We have a table called Student
. That table has a field called Homeroom
, where the value is a room number of the student's homeroom. The value can be null.
We have a second table called Staff
. That table also has a field called Homeroom
to indicate which homeroom the teacher is assigned to. The value can be null.
But when the student's Homeroom
is null, a Staff
record should not be returned.
We used to take advantage of the fact that checking two null fields for equality always returns false in SQL. Through SQL, this is how we would get the data we want:
SELECT STUDENT.ID, STAFF.NAME as [Homeroom Teacher]
FROM STUDENT
LEFT OUTER JOIN STAFF ON
STAFF.BUILDING = STUDENT.BUILDING AND
STAFF.HOMEROOM = STUDENT.HOMEROOM
Student would be returned, but no teacher.

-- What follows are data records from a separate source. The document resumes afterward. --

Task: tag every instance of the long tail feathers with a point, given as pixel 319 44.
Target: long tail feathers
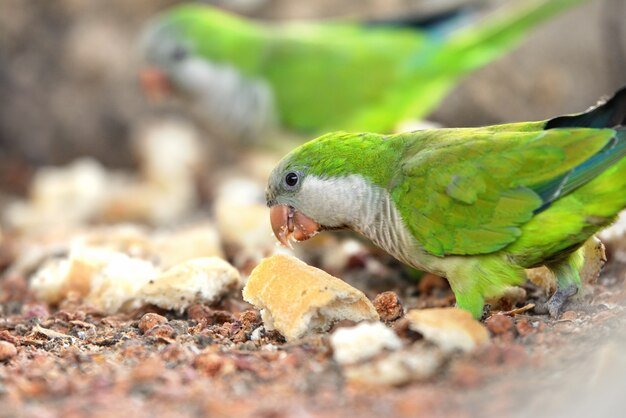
pixel 609 114
pixel 484 42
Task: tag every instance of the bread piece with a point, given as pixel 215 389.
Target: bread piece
pixel 413 363
pixel 203 280
pixel 297 299
pixel 449 328
pixel 362 342
pixel 107 279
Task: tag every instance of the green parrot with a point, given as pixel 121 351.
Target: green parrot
pixel 244 76
pixel 474 205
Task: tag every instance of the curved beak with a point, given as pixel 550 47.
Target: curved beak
pixel 155 83
pixel 289 223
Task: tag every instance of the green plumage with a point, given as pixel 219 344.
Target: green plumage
pixel 329 76
pixel 485 203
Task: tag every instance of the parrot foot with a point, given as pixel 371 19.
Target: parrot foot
pixel 555 304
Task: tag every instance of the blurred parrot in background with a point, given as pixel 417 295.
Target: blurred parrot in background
pixel 474 205
pixel 244 76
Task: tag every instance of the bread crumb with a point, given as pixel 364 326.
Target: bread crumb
pixel 296 299
pixel 363 341
pixel 450 329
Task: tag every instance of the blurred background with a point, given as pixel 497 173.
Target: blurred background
pixel 68 72
pixel 82 144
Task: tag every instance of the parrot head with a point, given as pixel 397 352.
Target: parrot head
pixel 326 184
pixel 171 66
pixel 193 52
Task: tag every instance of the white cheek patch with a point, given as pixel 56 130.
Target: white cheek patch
pixel 336 201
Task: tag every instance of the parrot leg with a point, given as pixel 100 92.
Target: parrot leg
pixel 490 277
pixel 567 274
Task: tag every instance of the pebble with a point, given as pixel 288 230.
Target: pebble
pixel 499 324
pixel 388 306
pixel 151 320
pixel 7 351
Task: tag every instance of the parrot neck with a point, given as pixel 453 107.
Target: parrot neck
pixel 367 209
pixel 236 105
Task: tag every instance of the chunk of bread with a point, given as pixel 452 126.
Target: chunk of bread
pixel 449 328
pixel 202 280
pixel 296 299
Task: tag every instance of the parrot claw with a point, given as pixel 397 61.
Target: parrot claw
pixel 555 304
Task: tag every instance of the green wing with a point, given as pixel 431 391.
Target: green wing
pixel 470 191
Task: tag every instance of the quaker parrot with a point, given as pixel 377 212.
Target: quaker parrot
pixel 474 205
pixel 313 77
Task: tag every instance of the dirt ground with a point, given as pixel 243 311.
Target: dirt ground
pixel 72 360
pixel 71 68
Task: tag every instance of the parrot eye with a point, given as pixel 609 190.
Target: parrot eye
pixel 179 53
pixel 291 179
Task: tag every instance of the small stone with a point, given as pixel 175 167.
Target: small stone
pixel 202 313
pixel 568 316
pixel 148 370
pixel 35 310
pixel 524 327
pixel 163 331
pixel 211 363
pixel 388 306
pixel 151 320
pixel 430 282
pixel 465 374
pixel 7 351
pixel 499 324
pixel 250 320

We are using Entity Framework with Code First POCO objects. So, we have a Student object and a Staff object. When we recreate this SQL in LINQ:
from student in repo.GetStudents()
join homeroomTeacher in repo.GetStaff()
new { student.Building, Room = student.Homeroom }
equals new { homeroomTeacher.Building, Room = homeroomTeacher.Homeroom }
into roj2
from homeroomTeacherRoj in roj2.DefaultIfEmpty()

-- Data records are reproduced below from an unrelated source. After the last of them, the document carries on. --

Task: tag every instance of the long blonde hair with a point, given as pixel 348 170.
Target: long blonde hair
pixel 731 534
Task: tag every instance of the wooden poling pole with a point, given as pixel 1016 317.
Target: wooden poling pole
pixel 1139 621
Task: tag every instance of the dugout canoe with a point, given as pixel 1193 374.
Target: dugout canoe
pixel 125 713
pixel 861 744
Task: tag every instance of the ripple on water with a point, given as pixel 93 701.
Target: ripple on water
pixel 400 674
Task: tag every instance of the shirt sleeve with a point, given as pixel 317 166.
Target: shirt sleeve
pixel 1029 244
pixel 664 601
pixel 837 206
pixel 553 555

select student.Id, homeroomTeacherRoj.Name;
The SQL generated contains a NULL check on both Homeroom fields:
SELECT STUDENT.ID, STAFF.NAME
FROM STUDENT AS [Extent1]
LEFT OUTER JOIN [dbo].[STAFF] AS [Extent2] ON
([Extent1].[BUILDING] = [Extent2].[BUILDING]) AND
(
([Extent1].[HOMEROOM] = [Extent2].[HOMEROOM]) OR
(([Extent1].[HOMEROOM] IS NULL) AND ([Extent2].[HOMEROOM] IS NULL))
)
This will return the student, and any staff who does not have a homeroom defined. That's not what we wanted or expected based on how we previously wrote our SQL statements.
An obvious way around it is to make sure we don't include staff that do not have a homeroom (join homeroomTeacher in repo.GetStaff().Where(staff => staff.Homeroom != null)
. But is there another way in the LINQ to prevent null checks on fields when joining them?
if you move your join into a where clause, then the following setting on the DbContext object will turn off the (EF 6 introduced) NULL checking behaviour:
Context.Configuration.UseDatabaseNullSemantics = true;
So, to "Join" in a where clause, you can split out the query into 2 IQueryable objects
var subquery = from homeroomTeacher in repo.GetStaff()
where ...
select homeroomTeacher;
var query = from student in repo.GetStudents()
where subquery.Any(homeroomTeacher =>
homeroomTeacher.xxx == student.xxx) -- simplified join for demo code
select student;
fyi, the UseDatabaseNullSemantics was introduced to fix-up this behaviour but it looks like they forgot the JOIN semantics and only applied it to the WHERE semantics.
This original statement was wrong - EF 4.3.1 exhibited the same JOIN behaviour:
This essentially means some result sets are now different for EF 6, compared to previous versions. This, in my mind, IS A BIG DEAL !!!! as it introduced bugs into my working solutions !!!!